Published Nov 26, 2006 9:21 AM

It appears that as time passes by, as the U.S. imperialist wars in Iraq and Afghanistan blunder on, and as many people continue on with their daily lives, fooled into thinking that this or any administration in U.S. capitalist society cares about workers and the poor, the tragedy of Hurricane Katrina and its aftermath recedes into the back of the collective mind.


A condemned home in New Orleans. Over 100,000
were condemed or destroyed. Only 27 families
have received assistance.
WW photo: Monica Moorehead

According to the Institute for Southern Studies’ Gulf Coast Reconstruction Watch, nearly 300,000 people from New Orleans alone have not been able to return. More than a year after the storm hit, hundreds of thousands along the Gulf Coast are still displaced. Some 80,000 along the Gulf Coast remain housed in FEMA trailers.

After thousands, many of them poor and Black, were left to die, billions of dollars were supposedly allocated to rebuild New Orleans, and millions more collected through private donors.

While monthly rents were greatly inflated, beyond the reach of many pre-storm residents, and as public housing units as well as private homes were demolished or being slated for demolition, many people in New Orleans had nowhere to which to return.

Of the billions of dollars allocated to rebuild homes, a lot of it has gone or is going to corporations, or being siphoned off by officials at every level.

The Road Home program, created by Gov. Kathleen Blanco, the Louisiana Recovery Authority and the Office of Community Development with the state legislature’s approval, was supposed to channel $7.5 billion to those who needed it.

It was to be the largest housing recovery program in history, providing grants of up to $150,000 to cover uninsured losses for homeowners.

From the very outset, the program was a problem for workers and the poor in the area—to say the very least. The Peoples Hurricane Relief Fund says the program is “a fraud and an attempt for developers to permanently displace working-class and poor New Orleanians.”

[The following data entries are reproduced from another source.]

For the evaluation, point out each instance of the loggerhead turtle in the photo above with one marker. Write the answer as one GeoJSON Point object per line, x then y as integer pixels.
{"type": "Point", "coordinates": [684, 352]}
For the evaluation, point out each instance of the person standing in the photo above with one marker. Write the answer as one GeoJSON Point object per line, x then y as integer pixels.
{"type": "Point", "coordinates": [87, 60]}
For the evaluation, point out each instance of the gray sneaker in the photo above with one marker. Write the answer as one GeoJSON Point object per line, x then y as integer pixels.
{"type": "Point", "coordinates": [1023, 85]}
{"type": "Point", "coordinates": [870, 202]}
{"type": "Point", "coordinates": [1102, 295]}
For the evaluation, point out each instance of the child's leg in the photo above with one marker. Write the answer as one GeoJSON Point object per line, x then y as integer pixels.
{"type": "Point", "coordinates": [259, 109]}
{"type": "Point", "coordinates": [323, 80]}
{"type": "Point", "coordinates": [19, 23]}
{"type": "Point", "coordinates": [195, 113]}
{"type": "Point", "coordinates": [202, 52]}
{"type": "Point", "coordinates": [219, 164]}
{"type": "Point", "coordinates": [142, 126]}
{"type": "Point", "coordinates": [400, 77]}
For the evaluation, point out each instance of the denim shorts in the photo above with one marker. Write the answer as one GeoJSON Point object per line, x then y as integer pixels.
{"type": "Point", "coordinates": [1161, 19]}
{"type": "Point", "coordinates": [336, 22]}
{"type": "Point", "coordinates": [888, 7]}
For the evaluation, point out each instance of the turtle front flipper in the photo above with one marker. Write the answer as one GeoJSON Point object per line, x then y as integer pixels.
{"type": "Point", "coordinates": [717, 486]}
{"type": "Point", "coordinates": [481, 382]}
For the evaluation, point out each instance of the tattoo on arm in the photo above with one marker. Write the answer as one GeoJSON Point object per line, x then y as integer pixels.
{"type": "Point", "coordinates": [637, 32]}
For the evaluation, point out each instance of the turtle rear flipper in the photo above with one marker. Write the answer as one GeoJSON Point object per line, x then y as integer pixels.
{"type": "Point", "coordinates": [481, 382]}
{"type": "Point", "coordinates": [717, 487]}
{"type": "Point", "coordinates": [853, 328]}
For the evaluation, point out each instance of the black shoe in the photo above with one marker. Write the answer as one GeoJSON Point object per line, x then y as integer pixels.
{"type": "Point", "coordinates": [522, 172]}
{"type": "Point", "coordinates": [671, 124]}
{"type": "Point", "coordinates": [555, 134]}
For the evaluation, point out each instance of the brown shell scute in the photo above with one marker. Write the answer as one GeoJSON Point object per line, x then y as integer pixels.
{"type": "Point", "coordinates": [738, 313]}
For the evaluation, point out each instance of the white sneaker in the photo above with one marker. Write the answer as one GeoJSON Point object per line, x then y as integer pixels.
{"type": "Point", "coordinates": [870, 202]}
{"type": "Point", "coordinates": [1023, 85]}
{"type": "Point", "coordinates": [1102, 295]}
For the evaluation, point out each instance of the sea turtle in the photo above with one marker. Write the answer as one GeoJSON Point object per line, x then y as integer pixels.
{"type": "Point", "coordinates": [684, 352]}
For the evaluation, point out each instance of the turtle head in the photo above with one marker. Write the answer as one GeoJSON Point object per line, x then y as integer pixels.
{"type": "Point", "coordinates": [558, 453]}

Furthermore, it “prevents those with modest means from rebuilding because the maximum grant of $150,000 is based on the pre-Katrina value of one’s home ... minus any insurance proceeds ... minus any FEMA grants ... minus penalties for not having flood insurance ... minus penalties for moving out of the state if the homeowner sells her/his property; thus leaving homeowners with not enough funds to rebuild.”

Of the more than 100,000 homes that were damaged or destroyed, only 27 families have received any assistance. Gov. Blanco says that, already, nearly 1,500 should have received assistance.

Almost 500 days have passed since Hurricane Katrina hit. So even if 1,500 families had received assistance instead of 27, it would not be much progress.

And this is merely the tip of the iceberg. As many people are becoming aware, much of the billions of dollars in federal monies not delivered to those who need it appears to be getting siphoned off to corporations. According to the Gulf Coast Reconstruction Watch, ICF International is to receive $756 million over a three-year period. ICF International is a corporate management company that, a year ago, had revenue totaling $177 million.

What’s more, Entergy New Orleans was given $200 million by the state of Louisiana, through federal Community Development Block Grant monies funneled through the Road Home program. Entergy is a private utility company. It received this money as a bailout.

The company was claiming bankruptcy and was given corporate welfare, though its parent company Entergy Inc. reported $777 million in net cash flow for third quarter 2006.

While millions of dollars meant for homeowners to rebuild are being pilfered, no money was set aside for renters. And half of all New Orleanians rented.

Some 5,100 public-housing units in New Orleans are set for demolition. For the Gulf Coast Reconstruction Watch, law professor Bill Quigley of Loyola University in New Orleans writes: “U.S. Housing and Urban Development, which has taken over the local Housing Authority of New Orleans, is seeking millions in hurricane relief tax credits to demolish over 5,000 apartments. Since Katrina, HUD and HANO have barred thousands of families from returning to their apartments. All the renters are African American, most are mothers and grandmothers. Some are elderly and disabled. Private apartments are out of the question as rent in the New Orleans area is up nearly 80 percent over last year.

“These apartments are safe and could have already been repaired, but almost all the maintenance workers were fired. A professor from MIT recently inspected the apartments and declared they are structurally sound and in better shape than most of the rest of the housing in New Orleans.”

The fight for New Orleans continues. It is a fight of self-determination for oppressed nations. The same struggle is taking place around the country, as gentrification grows and the poor are pushed out of their communities to the edges of metropolitan areas.

Cops, landlords and “neighborhood watch” groups are being utilized to terrorize the poor, workers and people of color so that developers can steal land and build condominiums and shopping outlets for the rich.

The difference in New Orleans is that the local ruling class of bankers and landlords used a hurricane to finish the job, on top of the storm of great poverty and degradation.